Zwanzigtausend Meilen unter'm Meer - Erster Band (German Edition) by Jules Verne

Zwanzigtausend Meilen unter'm Meer - Erster Band (German Edition) by Jules Verne

Autor:Jules Verne [Verne, Jules]
Die sprache: deu
Format: epub
veröffentlicht: 2011-03-27T22:00:00+00:00


Fünfzehntes Capitel

Eine briefliche Einladung

Am folgenden Tage, den 9. November, erwachte ich spät, erst nach zwölfstündigem Schlaf. Conseil kam, wie gewöhnlich, und erkundigte sich, wie »sein Herr« geschlafen, und um seine Dienste anzubieten. Der Canadier schlief noch immer fort, als wie ein Mensch, der sein Lebtag nichts anders thut.

Ich ließ den wackern Jungen nach Belieben schwatzen, ohne ihm viel zu antworten. Die Abwesenheit des Kapitän Nemo während unserer gestrigen Unterhaltung machte mir Gedanken, und ich hoffte ihn heute wieder zu sehen.

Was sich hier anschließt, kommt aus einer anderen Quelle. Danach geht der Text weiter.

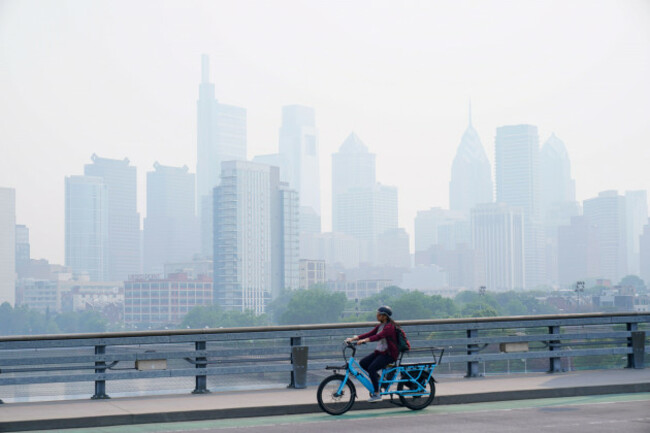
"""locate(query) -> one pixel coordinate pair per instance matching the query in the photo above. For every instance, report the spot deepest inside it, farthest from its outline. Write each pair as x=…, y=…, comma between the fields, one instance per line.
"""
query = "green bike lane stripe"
x=379, y=413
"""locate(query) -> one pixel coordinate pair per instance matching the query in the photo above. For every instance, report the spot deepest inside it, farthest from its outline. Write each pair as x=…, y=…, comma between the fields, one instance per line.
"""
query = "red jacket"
x=389, y=333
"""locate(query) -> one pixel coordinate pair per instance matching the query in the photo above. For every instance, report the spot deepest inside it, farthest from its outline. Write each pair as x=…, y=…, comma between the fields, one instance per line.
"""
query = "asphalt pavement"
x=627, y=413
x=228, y=406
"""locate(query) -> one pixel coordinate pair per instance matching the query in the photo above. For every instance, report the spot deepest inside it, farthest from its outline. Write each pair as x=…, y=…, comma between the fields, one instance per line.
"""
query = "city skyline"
x=148, y=97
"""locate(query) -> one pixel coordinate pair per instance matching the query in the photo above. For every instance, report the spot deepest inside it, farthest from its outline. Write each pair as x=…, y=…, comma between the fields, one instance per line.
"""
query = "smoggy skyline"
x=120, y=79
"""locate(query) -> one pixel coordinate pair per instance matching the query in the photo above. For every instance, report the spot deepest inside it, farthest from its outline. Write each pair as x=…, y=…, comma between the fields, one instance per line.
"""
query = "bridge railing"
x=104, y=357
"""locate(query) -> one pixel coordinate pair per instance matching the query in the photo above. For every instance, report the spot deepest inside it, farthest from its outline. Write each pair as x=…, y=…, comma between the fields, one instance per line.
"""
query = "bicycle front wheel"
x=417, y=402
x=330, y=400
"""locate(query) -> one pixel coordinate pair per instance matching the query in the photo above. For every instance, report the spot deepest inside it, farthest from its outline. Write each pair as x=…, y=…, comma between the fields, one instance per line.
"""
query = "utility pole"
x=580, y=288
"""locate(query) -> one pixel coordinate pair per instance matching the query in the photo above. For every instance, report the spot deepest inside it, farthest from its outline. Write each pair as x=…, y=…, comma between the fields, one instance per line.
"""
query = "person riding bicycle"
x=386, y=351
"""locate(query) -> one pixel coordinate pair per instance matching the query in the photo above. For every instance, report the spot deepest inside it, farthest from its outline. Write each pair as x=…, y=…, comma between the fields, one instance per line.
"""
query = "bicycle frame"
x=408, y=374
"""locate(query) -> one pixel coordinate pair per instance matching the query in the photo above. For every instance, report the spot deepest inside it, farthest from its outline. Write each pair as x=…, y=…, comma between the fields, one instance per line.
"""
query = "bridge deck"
x=120, y=411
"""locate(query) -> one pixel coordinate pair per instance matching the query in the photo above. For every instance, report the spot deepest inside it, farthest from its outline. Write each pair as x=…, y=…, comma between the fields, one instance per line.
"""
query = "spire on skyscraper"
x=205, y=68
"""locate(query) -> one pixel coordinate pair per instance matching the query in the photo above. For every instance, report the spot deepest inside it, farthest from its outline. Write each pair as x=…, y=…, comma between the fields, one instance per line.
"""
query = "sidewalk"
x=140, y=410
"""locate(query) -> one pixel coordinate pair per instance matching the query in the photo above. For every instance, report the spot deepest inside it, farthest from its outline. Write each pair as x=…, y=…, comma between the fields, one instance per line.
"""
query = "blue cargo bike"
x=412, y=383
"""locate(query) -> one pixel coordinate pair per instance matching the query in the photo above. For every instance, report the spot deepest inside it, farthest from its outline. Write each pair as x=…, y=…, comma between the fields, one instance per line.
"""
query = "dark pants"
x=373, y=363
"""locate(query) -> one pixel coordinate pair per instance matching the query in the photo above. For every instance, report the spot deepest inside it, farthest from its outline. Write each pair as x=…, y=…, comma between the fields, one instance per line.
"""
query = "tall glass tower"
x=221, y=136
x=299, y=148
x=120, y=179
x=87, y=226
x=171, y=229
x=518, y=185
x=471, y=173
x=7, y=245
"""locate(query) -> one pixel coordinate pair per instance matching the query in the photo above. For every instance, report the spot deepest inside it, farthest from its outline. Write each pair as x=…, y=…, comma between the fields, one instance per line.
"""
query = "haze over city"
x=120, y=79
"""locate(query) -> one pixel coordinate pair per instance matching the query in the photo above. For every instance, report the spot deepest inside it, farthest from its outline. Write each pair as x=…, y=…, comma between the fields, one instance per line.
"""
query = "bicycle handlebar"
x=350, y=345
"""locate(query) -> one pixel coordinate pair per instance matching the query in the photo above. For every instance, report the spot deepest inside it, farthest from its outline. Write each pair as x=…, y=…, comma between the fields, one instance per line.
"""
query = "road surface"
x=629, y=413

Ich zog alsbald meine Byssuskleider an. Ueber die Beschaffenheit dieses Stoffes machte Conseil öfters seine Bemerkungen. Ich belehrte ihn nun, daß er aus den glänzenden seltenartigen Fasern gemacht sei, womit eine Art an den Ufern des Mittelländischen Meeres sehr häufiger Muscheln an die Felsen geheftet ist. Früher bereitete man daraus schöne Zeuge, Strümpfe, Handschuhe, denn sie waren zugleich kernhaft und sehr warm. Die Mannschaft des Nautilus ließ sich darin billig kleiden, und man konnte die Baumwolle, Schafe und Seidenwürmer der Oberwelt entbehren.

Als ich angekleidet war, begab ich mich in den großen Saal. Er war leer.

Ich vertiefte mich in die Betrachtung der Conchylienschätze, welche unter Glasscheiben geordnet waren, musterte auch die umfassenden Herbarien voll der seltensten Meerespflanzen, die, obwohl getrocknet, doch ihre wunderschönen Farben bewahrt hatten.

Diesen ganzen Tag über wurde ich nicht mit einem Besuch des Kapitäns Nemo beehrt. Die Fensterläden blieben geschlossen. Man wollte wohl uns nicht mit dem Anblick so schöner Dinge übersättigen.

Die Richtung des Nautilus blieb unverändert Ost-Nord-Ost, seine Geschwindigkeit zwölf Meilen, seine Tiefe fünfzig bis sechzig Meter.

Am 10. November gleiche Verlassenheit, gleiche Einsamkeit. Kein Mensch von der Bemannung kam mir zu Gesicht. Den größten Theil des Tages verbrachte ich in Gesellschaft von Ned und Conseil. Sie waren erstaunt über die unerklärliche Abwesenheit des Kapitäns. War der seltsame Mann krank? Wollte er in Beziehung auf uns seine Absicht ändern?

Trotzdem genossen wir, wie Conseil meinte, vollständige Freiheit, köstliche und reichliche Nahrung. Unser Wirth hielt sich innerhalb unsers Vertrags. Wir hatten nicht zu klagen, und zudem gewährten uns noch die besonderen Umstände, womit unser Schicksal verknüpft war, so schöne Entschädigung, daß wir ihm keinen Vorwurf zu machen hatten.

An diesem Tag begann ich mein Tagebuch, so daß ich darnach alles mit größter Genauigkeit berichten kann; und ich schrieb es auf Papier, das aus Seegras gefertigt war.

Am 11. November, früh Morgens, gab mir die im Innern des Nautilus verbreitete frische Luft zu erkennen, daß wir uns auf die Oberfläche des Meeres begeben hatten, um unsern Vorrath von Sauerstoff zu ergänzen. Ich stieg auf der im Mittelpunkt befindlichen Leiter zur Plateform hinauf.

Es war sechs Uhr. Der Himmel zeigte sich bedeckt, das Meer grau, doch ruhig; kaum eine Bewegung der Wellen. Sollte wohl der Kapitän Nemo, wie ich hoffte, sich einfinden? Ich bemerkte nur den Steuerer in seinem Glas-Gehäuse. Ich setzte mich auf einen Vorsprung, welchen der Rumpf des Bootes gewährte, und athmete mit Behagen die köstliche Seeluft ein.

Allmälig ward der Nebel durch die Strahlen der Sonne zerstreut, die im Osten am Horizont emporstieg. Das Meer gerieth wie durch ein Laufpulver in Flammen. Das in der Höhe zerstreute Gewölk färbte sich in wunderbarer Schattirung der Töne.